A young man. of Stalingrad, Georgi Filipov, assistant commander of a regiment, fell near the Barricades plant on the very last day of the Battle of Stalingrad. On that winter day in February when I arrived at the plant after the battle, I found near the open-hearth furnace several of our men lying face down in the snow, clutching their rifles with dead hands. In this way do Russian soldiers die. They fell in the last attack. One hour after their hearts had stopped beating, the din of battle which lasted five months ceased, and calm ensued.

Thousands of young men and experienced soldiers -- Ukrainians, Siberians, men from the Urals, Kazakhs and Don Cossacks -- laid down their lives in the fierce battle against the German army.

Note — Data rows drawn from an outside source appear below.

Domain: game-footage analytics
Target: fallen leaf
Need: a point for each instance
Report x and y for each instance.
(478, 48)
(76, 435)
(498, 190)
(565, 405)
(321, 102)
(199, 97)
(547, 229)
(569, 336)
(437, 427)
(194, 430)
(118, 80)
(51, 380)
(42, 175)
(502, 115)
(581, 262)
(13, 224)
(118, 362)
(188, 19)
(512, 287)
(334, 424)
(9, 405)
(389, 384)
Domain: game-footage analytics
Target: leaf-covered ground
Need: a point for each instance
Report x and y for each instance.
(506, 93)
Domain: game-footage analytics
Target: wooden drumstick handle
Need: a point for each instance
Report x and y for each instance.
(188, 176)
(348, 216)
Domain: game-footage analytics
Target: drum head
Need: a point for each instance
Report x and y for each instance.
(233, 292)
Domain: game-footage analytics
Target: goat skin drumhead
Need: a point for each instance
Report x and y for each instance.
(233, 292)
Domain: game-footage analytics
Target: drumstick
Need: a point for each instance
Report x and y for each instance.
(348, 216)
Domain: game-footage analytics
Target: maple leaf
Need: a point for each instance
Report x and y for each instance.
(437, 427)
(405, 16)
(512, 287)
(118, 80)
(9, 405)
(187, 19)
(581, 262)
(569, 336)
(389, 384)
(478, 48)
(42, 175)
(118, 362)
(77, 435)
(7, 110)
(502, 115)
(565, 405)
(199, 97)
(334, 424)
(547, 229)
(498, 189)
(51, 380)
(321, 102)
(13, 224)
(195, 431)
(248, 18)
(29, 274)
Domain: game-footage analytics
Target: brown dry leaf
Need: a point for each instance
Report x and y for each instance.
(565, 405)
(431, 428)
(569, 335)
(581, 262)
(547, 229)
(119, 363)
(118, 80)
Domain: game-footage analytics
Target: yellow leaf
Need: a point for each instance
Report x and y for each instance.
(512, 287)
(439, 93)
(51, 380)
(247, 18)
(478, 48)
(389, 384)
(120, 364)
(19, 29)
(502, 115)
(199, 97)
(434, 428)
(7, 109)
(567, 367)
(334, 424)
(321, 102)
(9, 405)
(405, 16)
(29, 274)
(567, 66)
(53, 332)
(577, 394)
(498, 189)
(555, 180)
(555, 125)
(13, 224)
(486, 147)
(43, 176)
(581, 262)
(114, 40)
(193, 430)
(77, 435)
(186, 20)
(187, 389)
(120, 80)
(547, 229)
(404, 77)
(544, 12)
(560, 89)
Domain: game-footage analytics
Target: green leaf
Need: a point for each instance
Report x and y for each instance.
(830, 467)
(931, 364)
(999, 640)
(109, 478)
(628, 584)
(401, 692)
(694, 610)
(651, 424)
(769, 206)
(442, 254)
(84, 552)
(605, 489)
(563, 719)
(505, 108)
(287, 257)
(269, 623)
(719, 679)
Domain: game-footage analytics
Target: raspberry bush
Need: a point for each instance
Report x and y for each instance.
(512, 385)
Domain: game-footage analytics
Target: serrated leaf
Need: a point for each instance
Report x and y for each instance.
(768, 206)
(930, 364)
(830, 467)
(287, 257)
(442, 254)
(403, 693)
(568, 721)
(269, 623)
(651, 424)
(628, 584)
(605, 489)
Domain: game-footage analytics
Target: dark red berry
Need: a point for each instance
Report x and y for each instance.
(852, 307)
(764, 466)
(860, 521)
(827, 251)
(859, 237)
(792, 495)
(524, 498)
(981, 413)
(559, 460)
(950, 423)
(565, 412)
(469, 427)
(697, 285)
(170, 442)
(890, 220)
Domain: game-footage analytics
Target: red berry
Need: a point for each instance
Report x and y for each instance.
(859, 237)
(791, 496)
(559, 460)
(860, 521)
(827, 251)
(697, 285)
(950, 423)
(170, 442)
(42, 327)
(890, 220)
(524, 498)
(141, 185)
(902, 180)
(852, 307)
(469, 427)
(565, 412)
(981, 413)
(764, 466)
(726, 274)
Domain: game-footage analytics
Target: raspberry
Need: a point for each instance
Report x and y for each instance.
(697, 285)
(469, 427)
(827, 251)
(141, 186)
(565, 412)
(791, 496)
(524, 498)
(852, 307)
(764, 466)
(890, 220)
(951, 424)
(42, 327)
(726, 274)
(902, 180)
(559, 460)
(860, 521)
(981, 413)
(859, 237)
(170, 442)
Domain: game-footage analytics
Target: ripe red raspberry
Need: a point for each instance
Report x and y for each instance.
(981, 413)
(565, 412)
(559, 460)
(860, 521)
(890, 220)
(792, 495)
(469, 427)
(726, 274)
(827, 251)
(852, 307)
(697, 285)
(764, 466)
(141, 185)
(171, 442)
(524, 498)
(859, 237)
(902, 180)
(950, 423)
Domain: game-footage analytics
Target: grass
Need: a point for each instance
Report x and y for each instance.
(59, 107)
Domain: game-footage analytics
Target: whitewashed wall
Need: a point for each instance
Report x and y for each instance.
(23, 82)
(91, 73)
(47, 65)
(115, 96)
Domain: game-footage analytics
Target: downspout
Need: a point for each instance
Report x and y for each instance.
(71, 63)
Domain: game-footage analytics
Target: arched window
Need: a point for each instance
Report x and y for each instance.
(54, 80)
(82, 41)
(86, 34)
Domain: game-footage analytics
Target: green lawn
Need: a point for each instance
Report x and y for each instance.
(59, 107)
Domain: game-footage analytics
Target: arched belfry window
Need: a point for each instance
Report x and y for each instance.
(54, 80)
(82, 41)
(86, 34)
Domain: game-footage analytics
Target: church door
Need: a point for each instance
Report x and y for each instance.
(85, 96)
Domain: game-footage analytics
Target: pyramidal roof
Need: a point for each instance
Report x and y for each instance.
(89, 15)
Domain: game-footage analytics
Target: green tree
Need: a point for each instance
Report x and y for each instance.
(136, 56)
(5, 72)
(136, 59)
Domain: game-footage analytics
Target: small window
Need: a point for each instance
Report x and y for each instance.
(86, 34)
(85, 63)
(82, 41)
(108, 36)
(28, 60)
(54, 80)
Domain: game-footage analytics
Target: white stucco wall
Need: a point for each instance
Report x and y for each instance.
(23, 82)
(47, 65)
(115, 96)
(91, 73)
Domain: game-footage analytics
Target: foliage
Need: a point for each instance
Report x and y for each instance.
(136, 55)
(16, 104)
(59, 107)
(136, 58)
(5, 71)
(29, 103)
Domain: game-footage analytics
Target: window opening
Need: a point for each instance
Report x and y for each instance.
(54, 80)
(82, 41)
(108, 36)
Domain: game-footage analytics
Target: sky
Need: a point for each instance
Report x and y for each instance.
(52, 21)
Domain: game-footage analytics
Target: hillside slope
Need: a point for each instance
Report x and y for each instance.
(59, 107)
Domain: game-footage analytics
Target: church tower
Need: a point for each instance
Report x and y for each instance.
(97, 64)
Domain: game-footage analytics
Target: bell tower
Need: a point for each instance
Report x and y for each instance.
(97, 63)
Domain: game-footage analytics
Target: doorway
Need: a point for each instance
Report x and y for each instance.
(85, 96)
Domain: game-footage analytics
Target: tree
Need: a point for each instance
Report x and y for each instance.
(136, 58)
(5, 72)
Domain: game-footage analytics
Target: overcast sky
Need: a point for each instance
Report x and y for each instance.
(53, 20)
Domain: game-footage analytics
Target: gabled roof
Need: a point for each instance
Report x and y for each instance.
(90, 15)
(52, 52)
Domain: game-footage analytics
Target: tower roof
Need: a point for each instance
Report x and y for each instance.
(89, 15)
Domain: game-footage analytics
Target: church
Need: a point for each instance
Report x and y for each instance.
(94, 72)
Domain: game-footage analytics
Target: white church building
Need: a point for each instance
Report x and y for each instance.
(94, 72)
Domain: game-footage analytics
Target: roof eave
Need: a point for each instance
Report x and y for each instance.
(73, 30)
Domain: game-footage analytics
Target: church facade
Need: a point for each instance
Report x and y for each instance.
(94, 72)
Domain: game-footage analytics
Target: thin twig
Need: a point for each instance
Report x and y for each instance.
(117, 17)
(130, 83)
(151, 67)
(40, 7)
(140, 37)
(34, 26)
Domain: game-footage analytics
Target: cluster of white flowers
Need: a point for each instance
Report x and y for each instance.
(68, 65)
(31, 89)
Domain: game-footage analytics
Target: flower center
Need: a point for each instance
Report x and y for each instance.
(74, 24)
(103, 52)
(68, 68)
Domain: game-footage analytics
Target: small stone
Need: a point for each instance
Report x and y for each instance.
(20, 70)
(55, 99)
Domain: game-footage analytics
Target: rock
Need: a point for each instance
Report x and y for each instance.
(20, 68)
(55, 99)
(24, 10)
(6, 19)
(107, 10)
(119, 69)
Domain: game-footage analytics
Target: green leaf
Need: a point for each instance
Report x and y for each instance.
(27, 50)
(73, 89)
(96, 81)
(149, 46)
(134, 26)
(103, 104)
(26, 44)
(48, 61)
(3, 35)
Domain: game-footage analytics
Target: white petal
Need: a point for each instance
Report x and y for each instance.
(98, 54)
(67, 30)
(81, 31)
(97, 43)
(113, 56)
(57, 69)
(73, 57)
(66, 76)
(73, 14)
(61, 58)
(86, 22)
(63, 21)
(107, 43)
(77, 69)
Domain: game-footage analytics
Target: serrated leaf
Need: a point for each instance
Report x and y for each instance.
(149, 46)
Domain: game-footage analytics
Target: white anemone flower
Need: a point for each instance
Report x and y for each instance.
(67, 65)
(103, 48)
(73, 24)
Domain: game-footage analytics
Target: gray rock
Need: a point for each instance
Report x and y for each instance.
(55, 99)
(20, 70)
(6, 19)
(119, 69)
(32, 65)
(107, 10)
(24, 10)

In the steppe outside the city and in streets and squares drenched with their blood the wind rustles the leaves of the trees above their graves. Passersby slow their pace and bare their heads in reverence before the graves of these heroes. Their names are covered with everlasting glory.

• • •

It became known from captured documents, as well as from statements of war prisoners that the Germans had planned, in the event of the capture of Stalingrad, to level the city to the ground, so that no trace of it should remain. But the Red Army held Stalingrad. And now the people are bringing it back to life, regenerating it.

On the ground which will forever be associated with glory of the immortal battle, a new Stalingrad is springing up. The miracle of the defense and the miracle of the offensive are being followed by the miracle of the city's restoration. Stalingrad is growing like a city in a fairy-tale, like a young giant. It is the immortal city of our land -- the favorite of the people. For in the time of stress it defended the country and stopped the enemy.